Application of these principles will help to reshape recovery of marine ecosystems, yet important scientific questions and societal barriers remain. For researchers, interactions among multiple components of environmental change will test the limits of prediction in tomorrow’s ocean. For managers and policy-makers, operationalizing an inclusive definition of recovery organized around social-ecological resilience will prove more challenging than simply recrafting recovery policies with new recovery metrics. Rather, this process will involve designing policies that align incentives for disparate human actors toward coherent recovery goals. Looking ahead, emerging technologies can enable interventions necessary to match the scale of the challenge. It remains possible to recover lost biodiversity in the ocean and to enhance the delivery of marine ecosystem services. Doing so will require a strategic, nuanced, and flexible conceptualization of ocean recoveries that can keep pace with ever-changing physical, ecological, and social environments.

Environmental shifts create moving targets for marine recoveries.

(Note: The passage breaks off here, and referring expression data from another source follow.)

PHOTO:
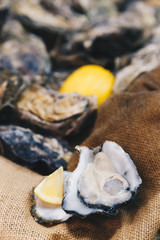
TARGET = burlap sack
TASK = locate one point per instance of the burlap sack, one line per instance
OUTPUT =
(132, 119)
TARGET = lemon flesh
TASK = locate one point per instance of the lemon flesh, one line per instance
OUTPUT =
(50, 188)
(90, 80)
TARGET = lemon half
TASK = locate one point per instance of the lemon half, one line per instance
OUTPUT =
(90, 80)
(50, 188)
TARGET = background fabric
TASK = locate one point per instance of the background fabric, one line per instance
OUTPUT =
(131, 119)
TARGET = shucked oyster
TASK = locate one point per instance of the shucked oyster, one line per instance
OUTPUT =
(102, 181)
(61, 113)
(42, 154)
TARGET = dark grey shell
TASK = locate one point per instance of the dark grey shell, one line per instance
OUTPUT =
(11, 85)
(67, 124)
(39, 153)
(4, 11)
(102, 42)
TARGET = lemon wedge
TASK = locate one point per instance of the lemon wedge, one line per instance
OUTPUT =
(50, 188)
(90, 80)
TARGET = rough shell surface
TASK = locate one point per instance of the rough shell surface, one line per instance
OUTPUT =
(39, 153)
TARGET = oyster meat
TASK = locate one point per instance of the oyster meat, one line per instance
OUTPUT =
(104, 179)
(39, 153)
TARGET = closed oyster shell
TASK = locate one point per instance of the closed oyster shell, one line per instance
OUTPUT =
(102, 42)
(62, 114)
(143, 60)
(11, 85)
(39, 153)
(4, 10)
(22, 52)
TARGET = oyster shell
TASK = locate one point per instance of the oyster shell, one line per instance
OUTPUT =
(22, 52)
(11, 85)
(103, 41)
(39, 153)
(4, 10)
(47, 213)
(62, 114)
(144, 60)
(102, 181)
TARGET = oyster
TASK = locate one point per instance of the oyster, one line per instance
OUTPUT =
(61, 113)
(11, 85)
(39, 153)
(21, 51)
(47, 213)
(104, 179)
(105, 40)
(144, 60)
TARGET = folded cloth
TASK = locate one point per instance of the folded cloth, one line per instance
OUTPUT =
(131, 119)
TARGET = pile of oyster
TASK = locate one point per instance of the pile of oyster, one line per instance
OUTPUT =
(41, 43)
(104, 179)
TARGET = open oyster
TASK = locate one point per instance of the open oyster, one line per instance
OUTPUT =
(39, 153)
(60, 113)
(103, 180)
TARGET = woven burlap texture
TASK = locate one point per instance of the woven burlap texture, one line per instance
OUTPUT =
(131, 119)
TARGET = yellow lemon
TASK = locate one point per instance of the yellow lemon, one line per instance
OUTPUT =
(50, 188)
(89, 80)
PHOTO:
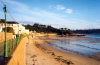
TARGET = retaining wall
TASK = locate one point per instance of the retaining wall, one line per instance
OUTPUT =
(19, 55)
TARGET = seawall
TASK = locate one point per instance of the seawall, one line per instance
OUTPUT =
(18, 57)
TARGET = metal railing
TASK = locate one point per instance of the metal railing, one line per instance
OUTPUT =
(12, 44)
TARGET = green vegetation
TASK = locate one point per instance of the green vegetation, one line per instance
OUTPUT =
(48, 29)
(9, 30)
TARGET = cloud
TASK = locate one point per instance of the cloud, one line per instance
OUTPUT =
(64, 9)
(60, 7)
(69, 11)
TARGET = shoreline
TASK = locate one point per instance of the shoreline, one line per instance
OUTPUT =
(53, 55)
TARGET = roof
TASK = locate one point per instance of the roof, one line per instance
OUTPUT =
(12, 22)
(2, 20)
(8, 22)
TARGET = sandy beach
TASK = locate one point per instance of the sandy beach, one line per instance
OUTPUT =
(37, 53)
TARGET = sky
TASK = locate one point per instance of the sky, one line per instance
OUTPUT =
(72, 14)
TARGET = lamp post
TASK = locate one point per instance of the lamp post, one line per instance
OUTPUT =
(5, 42)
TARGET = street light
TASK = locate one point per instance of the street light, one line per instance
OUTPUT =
(5, 42)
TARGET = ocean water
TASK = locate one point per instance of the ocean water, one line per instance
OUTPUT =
(83, 47)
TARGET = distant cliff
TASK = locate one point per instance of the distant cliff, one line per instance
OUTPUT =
(88, 31)
(48, 29)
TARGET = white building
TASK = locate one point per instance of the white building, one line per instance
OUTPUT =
(18, 28)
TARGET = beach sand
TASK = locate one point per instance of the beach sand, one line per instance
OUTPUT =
(37, 53)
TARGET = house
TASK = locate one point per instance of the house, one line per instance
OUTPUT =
(18, 28)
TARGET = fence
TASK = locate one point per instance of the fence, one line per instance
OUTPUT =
(12, 44)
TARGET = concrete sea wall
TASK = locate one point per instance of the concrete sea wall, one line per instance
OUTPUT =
(19, 57)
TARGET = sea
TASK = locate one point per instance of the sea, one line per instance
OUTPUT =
(85, 47)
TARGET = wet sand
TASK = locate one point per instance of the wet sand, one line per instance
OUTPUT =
(37, 53)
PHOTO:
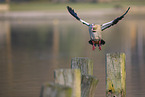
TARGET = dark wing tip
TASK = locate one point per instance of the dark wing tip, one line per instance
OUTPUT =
(72, 12)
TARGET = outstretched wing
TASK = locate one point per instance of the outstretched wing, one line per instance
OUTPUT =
(115, 21)
(73, 13)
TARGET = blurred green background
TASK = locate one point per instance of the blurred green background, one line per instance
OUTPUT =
(39, 36)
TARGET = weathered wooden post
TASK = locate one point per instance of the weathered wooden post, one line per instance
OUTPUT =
(55, 90)
(69, 77)
(84, 64)
(88, 82)
(115, 75)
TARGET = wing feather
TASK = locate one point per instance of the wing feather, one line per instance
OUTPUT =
(73, 13)
(113, 22)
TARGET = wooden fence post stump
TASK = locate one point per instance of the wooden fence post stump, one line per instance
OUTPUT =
(55, 90)
(69, 77)
(115, 75)
(88, 85)
(88, 82)
(84, 64)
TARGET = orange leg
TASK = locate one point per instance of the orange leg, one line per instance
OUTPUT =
(100, 45)
(93, 48)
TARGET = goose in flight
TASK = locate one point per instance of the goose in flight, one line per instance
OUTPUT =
(95, 30)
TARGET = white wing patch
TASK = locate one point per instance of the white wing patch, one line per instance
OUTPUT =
(84, 22)
(106, 25)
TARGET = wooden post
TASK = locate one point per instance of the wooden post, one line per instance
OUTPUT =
(88, 82)
(88, 85)
(84, 64)
(115, 75)
(55, 90)
(69, 77)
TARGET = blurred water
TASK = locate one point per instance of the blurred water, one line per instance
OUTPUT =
(31, 50)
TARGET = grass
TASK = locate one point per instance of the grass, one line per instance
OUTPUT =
(46, 6)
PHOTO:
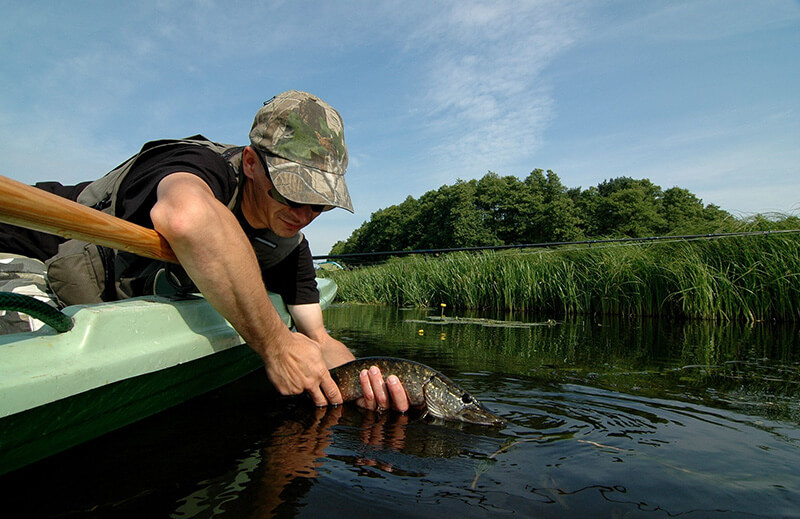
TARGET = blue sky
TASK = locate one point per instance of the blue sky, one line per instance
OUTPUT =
(700, 94)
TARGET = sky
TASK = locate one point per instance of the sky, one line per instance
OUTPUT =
(699, 94)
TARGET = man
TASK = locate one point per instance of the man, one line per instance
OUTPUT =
(233, 216)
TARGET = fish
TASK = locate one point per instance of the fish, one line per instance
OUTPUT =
(441, 397)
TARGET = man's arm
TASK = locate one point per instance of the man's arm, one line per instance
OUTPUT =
(213, 249)
(377, 393)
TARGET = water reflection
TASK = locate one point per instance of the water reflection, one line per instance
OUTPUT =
(275, 477)
(754, 368)
(605, 419)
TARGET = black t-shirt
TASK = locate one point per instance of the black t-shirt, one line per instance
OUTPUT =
(293, 278)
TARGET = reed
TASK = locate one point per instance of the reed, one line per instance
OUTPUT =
(747, 278)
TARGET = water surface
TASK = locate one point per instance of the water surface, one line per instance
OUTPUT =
(606, 418)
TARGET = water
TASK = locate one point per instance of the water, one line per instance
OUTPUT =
(606, 419)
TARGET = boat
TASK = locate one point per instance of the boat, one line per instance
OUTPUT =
(119, 363)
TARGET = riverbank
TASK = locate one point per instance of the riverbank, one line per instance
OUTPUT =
(746, 278)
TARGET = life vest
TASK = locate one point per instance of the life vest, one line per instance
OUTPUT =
(84, 273)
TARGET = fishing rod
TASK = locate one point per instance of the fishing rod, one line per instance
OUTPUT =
(683, 237)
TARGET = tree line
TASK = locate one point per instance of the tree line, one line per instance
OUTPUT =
(504, 210)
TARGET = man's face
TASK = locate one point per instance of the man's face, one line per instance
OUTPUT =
(263, 211)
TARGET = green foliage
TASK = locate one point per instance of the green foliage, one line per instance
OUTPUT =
(747, 278)
(497, 210)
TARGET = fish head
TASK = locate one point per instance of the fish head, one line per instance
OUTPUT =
(445, 400)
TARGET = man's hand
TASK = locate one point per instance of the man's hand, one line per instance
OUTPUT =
(297, 366)
(380, 395)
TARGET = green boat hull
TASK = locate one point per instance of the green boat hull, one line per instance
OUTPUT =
(140, 359)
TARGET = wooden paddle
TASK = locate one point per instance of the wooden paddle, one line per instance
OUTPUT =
(32, 208)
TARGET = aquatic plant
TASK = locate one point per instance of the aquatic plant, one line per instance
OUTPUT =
(747, 278)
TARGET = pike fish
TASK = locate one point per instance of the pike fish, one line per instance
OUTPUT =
(424, 385)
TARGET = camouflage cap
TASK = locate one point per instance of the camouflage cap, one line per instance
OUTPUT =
(303, 140)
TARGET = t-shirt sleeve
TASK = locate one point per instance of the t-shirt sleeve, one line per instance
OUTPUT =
(137, 193)
(294, 278)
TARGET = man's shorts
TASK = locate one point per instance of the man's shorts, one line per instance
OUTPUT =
(22, 275)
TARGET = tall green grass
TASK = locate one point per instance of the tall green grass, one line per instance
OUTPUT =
(749, 278)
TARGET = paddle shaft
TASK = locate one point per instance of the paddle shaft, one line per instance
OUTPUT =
(32, 208)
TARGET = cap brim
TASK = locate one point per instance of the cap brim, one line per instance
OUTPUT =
(308, 185)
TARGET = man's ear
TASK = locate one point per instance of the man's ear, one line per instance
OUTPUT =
(249, 162)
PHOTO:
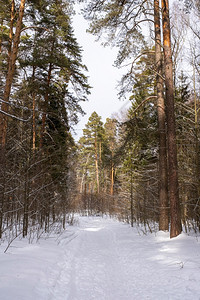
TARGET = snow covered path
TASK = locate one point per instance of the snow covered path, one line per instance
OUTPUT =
(103, 259)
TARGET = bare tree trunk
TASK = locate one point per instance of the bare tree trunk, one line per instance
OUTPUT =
(10, 74)
(46, 98)
(96, 164)
(163, 180)
(175, 214)
(33, 117)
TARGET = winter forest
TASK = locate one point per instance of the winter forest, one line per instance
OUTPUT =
(142, 167)
(115, 213)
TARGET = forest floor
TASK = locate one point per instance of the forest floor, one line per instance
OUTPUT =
(101, 259)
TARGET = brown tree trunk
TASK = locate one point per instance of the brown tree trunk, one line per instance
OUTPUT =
(33, 117)
(10, 75)
(12, 17)
(96, 164)
(175, 214)
(163, 179)
(46, 98)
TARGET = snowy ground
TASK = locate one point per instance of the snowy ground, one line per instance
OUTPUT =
(102, 259)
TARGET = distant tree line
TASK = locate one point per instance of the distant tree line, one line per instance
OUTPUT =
(156, 154)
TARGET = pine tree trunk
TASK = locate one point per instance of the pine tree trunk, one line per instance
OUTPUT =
(33, 117)
(46, 98)
(175, 214)
(163, 179)
(10, 74)
(96, 164)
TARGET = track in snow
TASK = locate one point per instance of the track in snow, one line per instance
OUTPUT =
(105, 260)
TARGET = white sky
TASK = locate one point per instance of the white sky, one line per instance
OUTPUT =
(103, 76)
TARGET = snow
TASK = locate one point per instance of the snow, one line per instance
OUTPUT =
(101, 259)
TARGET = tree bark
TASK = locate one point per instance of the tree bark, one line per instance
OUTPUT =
(96, 164)
(175, 215)
(163, 178)
(10, 74)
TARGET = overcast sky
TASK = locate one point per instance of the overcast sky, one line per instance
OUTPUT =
(103, 76)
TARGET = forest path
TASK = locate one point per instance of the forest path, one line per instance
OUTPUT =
(106, 260)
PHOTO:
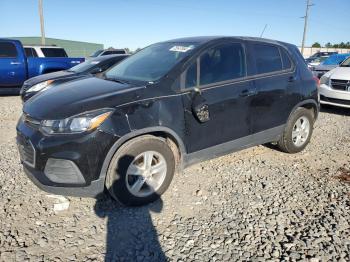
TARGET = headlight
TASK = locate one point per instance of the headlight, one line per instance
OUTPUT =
(76, 124)
(40, 86)
(324, 80)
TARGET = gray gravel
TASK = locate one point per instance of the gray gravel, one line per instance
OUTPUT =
(258, 204)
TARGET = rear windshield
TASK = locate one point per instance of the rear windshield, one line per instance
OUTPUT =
(30, 52)
(335, 59)
(151, 63)
(54, 52)
(346, 63)
(7, 49)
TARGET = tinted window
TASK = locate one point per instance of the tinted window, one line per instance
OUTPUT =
(54, 52)
(7, 50)
(152, 62)
(84, 67)
(222, 63)
(191, 76)
(267, 58)
(30, 52)
(285, 59)
(114, 52)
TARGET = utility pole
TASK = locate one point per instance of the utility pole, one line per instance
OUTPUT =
(306, 17)
(42, 22)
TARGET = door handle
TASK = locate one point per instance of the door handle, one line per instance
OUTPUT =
(247, 92)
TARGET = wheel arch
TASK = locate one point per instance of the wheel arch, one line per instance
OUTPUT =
(163, 132)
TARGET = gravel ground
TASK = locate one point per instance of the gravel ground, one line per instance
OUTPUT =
(258, 204)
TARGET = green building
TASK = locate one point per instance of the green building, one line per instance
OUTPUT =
(73, 48)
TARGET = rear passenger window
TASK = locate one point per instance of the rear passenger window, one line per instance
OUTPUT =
(7, 50)
(267, 58)
(285, 59)
(222, 63)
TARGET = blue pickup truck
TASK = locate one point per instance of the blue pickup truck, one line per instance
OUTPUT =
(16, 67)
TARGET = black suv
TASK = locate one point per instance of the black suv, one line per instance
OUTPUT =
(164, 108)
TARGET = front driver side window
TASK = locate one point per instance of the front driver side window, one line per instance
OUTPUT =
(191, 76)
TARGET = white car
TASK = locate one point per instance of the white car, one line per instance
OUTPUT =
(335, 86)
(45, 51)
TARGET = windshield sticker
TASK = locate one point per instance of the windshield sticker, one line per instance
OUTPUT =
(179, 48)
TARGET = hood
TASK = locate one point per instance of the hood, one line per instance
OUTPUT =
(50, 76)
(78, 96)
(324, 67)
(341, 73)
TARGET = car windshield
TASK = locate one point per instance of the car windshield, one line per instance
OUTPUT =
(346, 63)
(151, 63)
(83, 67)
(334, 60)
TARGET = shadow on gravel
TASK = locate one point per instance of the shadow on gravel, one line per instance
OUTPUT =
(335, 110)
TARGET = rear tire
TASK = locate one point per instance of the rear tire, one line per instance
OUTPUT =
(140, 171)
(298, 131)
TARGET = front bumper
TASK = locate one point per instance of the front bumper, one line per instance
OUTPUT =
(64, 164)
(330, 96)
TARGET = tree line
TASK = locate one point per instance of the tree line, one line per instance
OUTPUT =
(330, 45)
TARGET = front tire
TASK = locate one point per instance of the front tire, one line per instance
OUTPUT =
(140, 171)
(298, 131)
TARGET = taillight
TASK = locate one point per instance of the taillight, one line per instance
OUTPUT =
(317, 80)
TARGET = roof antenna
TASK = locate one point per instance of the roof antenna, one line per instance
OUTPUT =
(263, 31)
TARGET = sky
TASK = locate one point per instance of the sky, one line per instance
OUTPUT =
(138, 23)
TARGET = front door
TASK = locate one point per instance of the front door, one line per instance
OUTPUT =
(12, 66)
(218, 98)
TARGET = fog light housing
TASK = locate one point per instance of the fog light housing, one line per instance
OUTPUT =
(63, 171)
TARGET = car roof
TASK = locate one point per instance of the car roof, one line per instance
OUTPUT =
(205, 39)
(107, 57)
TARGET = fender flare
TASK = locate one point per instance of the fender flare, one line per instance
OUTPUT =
(136, 133)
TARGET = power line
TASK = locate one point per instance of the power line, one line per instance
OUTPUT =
(306, 17)
(262, 33)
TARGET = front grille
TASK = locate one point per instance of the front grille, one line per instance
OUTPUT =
(343, 85)
(336, 101)
(26, 150)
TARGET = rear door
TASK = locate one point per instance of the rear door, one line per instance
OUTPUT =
(12, 64)
(216, 98)
(276, 82)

(A to D) Since the end of whaling (1), North Atlantic right whales have experienced steady recovery, fueled by abundant copepod prey (2) and aided by vessel speed restrictions and routing human activities away from sensitive habitats (3). Rapid warming has caused reproductive failure by reducing the availability of copepods (4). In 2017, whales followed prey into areas where effective vessel avoidance measures were not in place, substantially increasing mortality from collisions and entanglement (5). Extending vessel restrictions may be effective in reducing mortality. Looking ahead, “rope-less” fishing gear (6) and real-time data sharing (7) offer hope for resuming recovery. Reduced productivity and increased mortality may necessitate recalibrating recovery timelines (8) compared to original projections (9).

Figure by A. Boersma,


Growing scientific awareness, strong regulations, and effective management have begun to fulfill the promise of recovery in the ocean. However, many efforts toward ocean recovery remain unsuccessful, in part because marine ecosystems and the human societies that depend upon them are constantly changing. Furthermore, recovery efforts are embedded in marine social-ecological systems where large-scale dynamics can inhibit recovery. We argue that the ways forward are to (i) rethink an inclusive definition of recovery that embraces a diversity of stakeholder perspectives about acceptable recovery goals and ecosystem outcomes; (ii) encourage research that enables anticipation of feasible recovery states and identifies pathways toward resilient ecosystems; and (iii) adopt policies that are sufficiently nimble to keep pace with rapid change and governance that works seamlessly from local to regional scales. Application of these principles can facilitate successful recoveries in a world where environmental conditions and social imperatives are constantly shifting.